T R A N S C R I P T I O N

Camp McMinnville, Tennessee
July 16, 1863

Thada, your letter dated July the 5th reached here on the 15th and found me all right. My health is good at the present time. I think I enjoy better health here as a general thing than I did in Wisconsin. I was glad to hear you and the children was all well and enjoying yourselves so well. I would been glad to been there to spend the 4th of July with you. I think I could enjoyed it very well. I think before another 4th of July comes around, we will all be at home of half of the news we are getting is true. This rebellion will soon be at an end. The report is here that Grant has taken Vicksburg and Banks Port Hudson and Meade has whipped Lee and we know that Rosecrans has drove Old Bragg out of Tennessee. It is hard to tell now where they will make their next stand.
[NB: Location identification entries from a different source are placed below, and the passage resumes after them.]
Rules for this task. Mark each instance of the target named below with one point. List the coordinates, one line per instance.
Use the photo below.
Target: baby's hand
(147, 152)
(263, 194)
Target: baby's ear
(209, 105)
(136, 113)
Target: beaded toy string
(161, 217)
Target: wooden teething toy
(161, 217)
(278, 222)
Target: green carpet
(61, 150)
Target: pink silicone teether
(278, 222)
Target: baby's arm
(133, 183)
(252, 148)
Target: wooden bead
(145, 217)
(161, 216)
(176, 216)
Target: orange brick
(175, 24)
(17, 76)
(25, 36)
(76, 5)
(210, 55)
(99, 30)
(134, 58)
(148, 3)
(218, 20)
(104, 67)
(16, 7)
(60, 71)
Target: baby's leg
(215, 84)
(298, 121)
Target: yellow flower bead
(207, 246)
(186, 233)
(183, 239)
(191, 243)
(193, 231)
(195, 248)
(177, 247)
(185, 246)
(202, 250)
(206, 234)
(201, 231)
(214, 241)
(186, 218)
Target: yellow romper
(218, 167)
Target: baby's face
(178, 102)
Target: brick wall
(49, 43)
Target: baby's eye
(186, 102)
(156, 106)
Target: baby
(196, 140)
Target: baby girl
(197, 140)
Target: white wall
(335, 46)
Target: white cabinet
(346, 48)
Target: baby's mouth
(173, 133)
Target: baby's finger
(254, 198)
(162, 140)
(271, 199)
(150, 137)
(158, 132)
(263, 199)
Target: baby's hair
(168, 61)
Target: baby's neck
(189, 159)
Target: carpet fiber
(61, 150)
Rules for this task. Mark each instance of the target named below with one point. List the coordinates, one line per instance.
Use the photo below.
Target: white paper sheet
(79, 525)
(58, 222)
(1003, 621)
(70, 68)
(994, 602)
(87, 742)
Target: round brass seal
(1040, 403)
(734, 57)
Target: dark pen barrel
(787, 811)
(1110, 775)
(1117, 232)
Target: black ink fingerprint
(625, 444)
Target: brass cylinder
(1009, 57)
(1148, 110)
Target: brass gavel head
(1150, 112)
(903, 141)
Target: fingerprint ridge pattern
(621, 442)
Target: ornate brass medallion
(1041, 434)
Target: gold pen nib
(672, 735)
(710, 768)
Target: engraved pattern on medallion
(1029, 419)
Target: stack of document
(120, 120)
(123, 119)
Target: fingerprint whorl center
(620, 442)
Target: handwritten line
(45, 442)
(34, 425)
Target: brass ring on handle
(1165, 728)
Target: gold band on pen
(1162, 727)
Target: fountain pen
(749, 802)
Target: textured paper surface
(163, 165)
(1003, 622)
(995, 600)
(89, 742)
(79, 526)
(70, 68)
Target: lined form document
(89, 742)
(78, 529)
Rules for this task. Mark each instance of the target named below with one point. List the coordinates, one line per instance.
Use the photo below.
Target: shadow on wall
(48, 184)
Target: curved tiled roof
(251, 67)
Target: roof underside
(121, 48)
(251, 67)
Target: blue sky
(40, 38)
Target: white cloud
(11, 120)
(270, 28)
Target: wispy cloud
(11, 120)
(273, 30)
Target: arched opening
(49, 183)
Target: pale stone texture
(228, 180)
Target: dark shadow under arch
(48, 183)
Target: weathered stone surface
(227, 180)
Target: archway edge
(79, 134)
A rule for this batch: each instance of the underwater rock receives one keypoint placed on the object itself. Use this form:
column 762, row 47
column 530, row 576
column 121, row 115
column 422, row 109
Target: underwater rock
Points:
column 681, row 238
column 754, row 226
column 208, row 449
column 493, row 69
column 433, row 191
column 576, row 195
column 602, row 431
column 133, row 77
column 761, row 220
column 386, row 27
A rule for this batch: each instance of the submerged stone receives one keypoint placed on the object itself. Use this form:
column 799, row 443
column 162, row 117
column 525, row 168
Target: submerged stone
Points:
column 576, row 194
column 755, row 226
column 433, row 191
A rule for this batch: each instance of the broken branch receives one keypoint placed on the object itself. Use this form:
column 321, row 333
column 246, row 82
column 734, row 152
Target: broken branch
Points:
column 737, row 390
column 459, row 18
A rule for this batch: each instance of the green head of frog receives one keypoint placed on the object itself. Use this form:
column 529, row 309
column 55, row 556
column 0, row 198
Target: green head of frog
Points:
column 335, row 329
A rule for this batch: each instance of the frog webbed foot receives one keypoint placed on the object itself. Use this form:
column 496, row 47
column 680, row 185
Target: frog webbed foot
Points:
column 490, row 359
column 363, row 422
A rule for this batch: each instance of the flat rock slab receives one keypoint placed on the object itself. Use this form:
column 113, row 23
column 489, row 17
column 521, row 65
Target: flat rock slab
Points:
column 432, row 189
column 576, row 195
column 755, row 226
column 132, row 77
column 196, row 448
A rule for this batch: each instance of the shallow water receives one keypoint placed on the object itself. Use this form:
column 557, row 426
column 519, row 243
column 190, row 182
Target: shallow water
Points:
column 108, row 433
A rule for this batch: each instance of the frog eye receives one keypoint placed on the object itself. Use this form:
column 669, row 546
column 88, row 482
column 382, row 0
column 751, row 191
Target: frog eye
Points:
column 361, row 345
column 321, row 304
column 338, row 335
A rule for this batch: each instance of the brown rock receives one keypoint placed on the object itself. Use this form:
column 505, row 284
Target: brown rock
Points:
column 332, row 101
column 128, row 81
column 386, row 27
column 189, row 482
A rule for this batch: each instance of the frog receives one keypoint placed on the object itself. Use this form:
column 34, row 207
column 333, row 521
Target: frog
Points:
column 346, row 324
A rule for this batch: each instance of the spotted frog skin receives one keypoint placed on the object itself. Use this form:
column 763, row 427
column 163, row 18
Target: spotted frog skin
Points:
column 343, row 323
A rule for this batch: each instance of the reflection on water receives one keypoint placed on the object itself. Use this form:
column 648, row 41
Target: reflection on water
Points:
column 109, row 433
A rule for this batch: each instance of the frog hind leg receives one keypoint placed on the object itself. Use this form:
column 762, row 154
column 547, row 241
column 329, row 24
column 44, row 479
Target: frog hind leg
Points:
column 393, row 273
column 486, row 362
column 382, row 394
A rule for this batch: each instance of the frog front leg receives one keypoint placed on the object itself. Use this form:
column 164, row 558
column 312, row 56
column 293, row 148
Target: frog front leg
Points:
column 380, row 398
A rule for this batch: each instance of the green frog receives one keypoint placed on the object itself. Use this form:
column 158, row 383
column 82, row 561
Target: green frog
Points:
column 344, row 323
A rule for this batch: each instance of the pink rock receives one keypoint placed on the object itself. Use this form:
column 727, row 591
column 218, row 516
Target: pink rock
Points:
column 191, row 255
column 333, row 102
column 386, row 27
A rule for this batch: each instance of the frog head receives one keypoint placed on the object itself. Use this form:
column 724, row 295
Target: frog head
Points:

I hardly think there will be any more hard fighting. I am sure there will not be in this department. We have Tennessee clear now with the exception of some small bands of guerrilla parties and they will never fight when they can get around it. If they can ride in and tear up a railroad, they will do it, and then put out again. But we have little trouble with them now. There is Union men enough in this state now to keep the rebels out of this part of the country.

You sent me some pieces of flannel. If that is the best you can do, I will send you back the one I prefer. You tell Amanda I do not think she has very good taste for men’s shirts. You can tell her for me, I can appreciate the light of the moon yet but not in the same way I could in the days of my youth. I am much obliged for the love she sends to me and she has mine in return—what there is left of it after you have got your share. She can have the balance. It will be all she will want, I presume. I want you to be particular when you make them shirts to make the sleeves large and long for they shrink very bad. And make them large around the collar and make the collar wide so it will turn down. And do not forget to have Davis send me that tobacco—four or five pounds of the best, fine-cut chewing—and he shall have the money as soon as I can send it to him.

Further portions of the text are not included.